I’m worried about you. Your new album is dark and disconcerting. I can remember a time before the Xanax, and before you fell in with a bad crowd (you stay away from him Vincent Staples, you are a bad influence!) A time when you liked some things, and weren’t adverse to the outdoors. Your raps were fast and buoyant and you obeyed time signatures. You rapped almost exclusively about murder. It was a simpler time. Now your raps are languorous, the beats are non-music and your rhymes are introspective and cerebral. Of course a part of me knew you couldn’t remain a bellicose youngster forever. I just didn’t think you would grow up so quick…
And then there was that Twitter rant against your most loyal fan base. The people who have stuck by you from the very beginning. Probably the first instance in history where a performer has referred to his own fans as “male virgins.” Imagine if other public figures said that about their fans!? There would be outcry. Could you picture the creators of
World of Warcraft or My Little Pony the Rocky movies saying that about their fans?
And then you attacked the very specific dress sense of your followers – which is of course, totally inspired by the fashion of Tyler the Creator. “STOP DRESSING LIKE AN EASTER BASKET, GO TALK TO SOME BITCHES” you tweeted, assumedly referring to this particular ensemble (available online for $129.00USD).
Hey. I spent a lot of money on those clothes. Having spent the better part of my teenage years dressed as an Easter Basket, I resent that.
And then you punched that fan in Sydney. Don’t get me wrong: you had every right to do that. It’s clear that guy has done more for the term “fuck boy” than Michael Jackson. He invaded your personal space and you removed him. But I still can’t escape the feeling that this is something you had wanted to do for a long time….
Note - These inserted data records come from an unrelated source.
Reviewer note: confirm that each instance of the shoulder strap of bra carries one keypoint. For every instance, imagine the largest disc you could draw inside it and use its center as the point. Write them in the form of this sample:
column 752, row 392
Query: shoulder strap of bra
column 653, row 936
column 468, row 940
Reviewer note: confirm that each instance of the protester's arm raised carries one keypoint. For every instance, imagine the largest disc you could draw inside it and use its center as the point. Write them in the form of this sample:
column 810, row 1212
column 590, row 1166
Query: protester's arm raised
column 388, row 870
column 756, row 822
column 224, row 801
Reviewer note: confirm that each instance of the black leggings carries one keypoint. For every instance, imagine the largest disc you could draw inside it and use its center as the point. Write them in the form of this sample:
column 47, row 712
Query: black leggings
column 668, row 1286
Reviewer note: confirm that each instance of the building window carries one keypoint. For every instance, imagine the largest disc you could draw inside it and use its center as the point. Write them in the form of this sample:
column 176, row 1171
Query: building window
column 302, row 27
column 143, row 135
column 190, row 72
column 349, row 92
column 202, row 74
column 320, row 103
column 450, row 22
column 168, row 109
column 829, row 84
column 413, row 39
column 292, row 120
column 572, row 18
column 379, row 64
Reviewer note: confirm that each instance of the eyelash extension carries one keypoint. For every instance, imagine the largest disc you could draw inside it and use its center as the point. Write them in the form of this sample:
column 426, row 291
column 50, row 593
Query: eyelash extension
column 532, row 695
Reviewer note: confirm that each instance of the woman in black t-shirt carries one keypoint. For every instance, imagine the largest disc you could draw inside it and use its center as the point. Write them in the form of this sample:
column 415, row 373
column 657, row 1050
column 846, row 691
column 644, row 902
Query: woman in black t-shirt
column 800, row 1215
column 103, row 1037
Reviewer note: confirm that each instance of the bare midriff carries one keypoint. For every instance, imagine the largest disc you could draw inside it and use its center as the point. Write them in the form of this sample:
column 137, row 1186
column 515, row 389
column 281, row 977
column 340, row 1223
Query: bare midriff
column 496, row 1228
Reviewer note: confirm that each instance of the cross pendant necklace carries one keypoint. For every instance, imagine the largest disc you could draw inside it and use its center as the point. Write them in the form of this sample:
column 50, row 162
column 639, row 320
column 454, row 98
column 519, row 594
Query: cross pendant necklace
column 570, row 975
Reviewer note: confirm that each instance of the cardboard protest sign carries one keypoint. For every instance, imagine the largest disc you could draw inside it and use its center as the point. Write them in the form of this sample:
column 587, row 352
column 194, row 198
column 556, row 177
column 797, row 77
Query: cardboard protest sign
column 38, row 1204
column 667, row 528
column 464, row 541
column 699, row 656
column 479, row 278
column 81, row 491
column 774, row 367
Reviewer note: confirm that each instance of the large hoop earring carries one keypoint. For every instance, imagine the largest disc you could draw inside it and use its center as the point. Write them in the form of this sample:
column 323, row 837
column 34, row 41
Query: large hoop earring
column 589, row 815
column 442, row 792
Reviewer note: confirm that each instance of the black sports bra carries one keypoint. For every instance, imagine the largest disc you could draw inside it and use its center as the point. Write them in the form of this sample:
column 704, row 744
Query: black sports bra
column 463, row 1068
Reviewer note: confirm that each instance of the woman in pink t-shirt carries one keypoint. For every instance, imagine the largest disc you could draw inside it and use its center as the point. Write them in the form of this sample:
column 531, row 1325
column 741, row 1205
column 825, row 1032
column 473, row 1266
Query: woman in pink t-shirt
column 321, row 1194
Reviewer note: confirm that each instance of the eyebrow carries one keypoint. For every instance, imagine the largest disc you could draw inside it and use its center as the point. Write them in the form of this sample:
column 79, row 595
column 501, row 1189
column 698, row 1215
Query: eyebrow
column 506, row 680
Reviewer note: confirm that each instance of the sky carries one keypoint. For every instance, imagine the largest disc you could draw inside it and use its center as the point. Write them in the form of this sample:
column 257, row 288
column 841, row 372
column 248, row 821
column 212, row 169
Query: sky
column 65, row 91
And now there’s talk that you’ll even change your name. Changing your name means completely abandoning the identity so many had grown to love. For me, ‘Earl Sweatshirt’ is the greatest hip-hop moniker of all time. It’s pure hip hop. It has a David Lynch quality to it – a perfect combination of the banal and the absurd. Part dull, part remarkable. It parodies the Kanye West tradition of using ones real name to create authenticity. Is Earl his real name? Is this a character or the man himself? No, it’s the ultimate character, the greatest rap character of all time. The name has skate connotations, it’s witty, and has a beautiful cadence. In your transition to artiste I’m guessing you will go the way of Childish Gambino, and just adopt you real name, Thebe Kgositsile, to showcase your maturity. It makes sense I guess. I’m not angry. Just sad.
I liked the old Earl Sweatshirt. I’m scared of what you’re becoming.